X: Zooming in on what’s happening at AI2, you recently accepted English language teaching startup Blue Canoe Learning into your incubator as the first outside company, following internally developed startups Xnor.ai and KITT.AI.
OE: We realized that we’ve had some success with KITT.AI being acquired by Baidu and the phenomenal traction that Xnor has been getting, so we said, Hey, maybe we ought to do more of this, and we hired some folks to make it happen.
There’s going to be a lot more coming from the incubator. We’re not a regional incubator. We’re not looking at the enterprise or any of those cuts. We’re looking at what are the best early stage A.I. companies that we can help launch? That’s been very appealing. We’ve gotten a ton of interest.
We’re space-bound and so we’re very selective. We can have no more than four operating at any one time.
X: The other recent news is around Semantic Scholar, the A.I.-augmented search engine for scientific literature—which we’re excited to hear more about from you next week. It’s now moving into biomedical research, roughly a year after it expanded to cover neuroscience. How do you select each new domain and prioritize where that is going?

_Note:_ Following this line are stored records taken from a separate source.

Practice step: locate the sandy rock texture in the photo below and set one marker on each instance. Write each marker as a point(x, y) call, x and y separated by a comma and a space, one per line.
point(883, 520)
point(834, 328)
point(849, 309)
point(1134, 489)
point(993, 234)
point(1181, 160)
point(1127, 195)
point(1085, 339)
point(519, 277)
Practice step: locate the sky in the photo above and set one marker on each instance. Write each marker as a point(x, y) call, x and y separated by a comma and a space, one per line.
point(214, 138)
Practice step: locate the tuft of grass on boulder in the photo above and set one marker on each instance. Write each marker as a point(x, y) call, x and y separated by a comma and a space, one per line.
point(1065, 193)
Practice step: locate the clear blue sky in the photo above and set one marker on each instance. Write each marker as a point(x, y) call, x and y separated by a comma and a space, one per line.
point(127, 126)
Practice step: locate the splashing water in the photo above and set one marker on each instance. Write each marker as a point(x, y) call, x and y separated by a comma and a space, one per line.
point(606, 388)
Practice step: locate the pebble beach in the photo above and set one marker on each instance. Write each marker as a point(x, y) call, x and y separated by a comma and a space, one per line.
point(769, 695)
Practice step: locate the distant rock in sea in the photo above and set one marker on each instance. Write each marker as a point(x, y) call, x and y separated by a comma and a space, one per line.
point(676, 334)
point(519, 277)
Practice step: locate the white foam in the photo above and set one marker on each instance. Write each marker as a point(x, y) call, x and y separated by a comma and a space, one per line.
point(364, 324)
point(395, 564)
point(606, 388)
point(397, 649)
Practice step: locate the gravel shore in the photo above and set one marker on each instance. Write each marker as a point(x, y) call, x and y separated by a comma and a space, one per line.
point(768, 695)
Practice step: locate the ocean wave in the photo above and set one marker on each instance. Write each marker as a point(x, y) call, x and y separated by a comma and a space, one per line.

OE: It’s very simple. When we rolled out neuroscience, we said this is our toe in the water, but we’re going to go to biomedicine next. Our goal is very much around saving lives. What you’re going to see a year from today is not, “Oh, we’ve added astronomy.” You’re going to see us still in biomedicine, but digging deeper into the A.I. For the foreseeable future, we’re all in on biomedicine and computer science.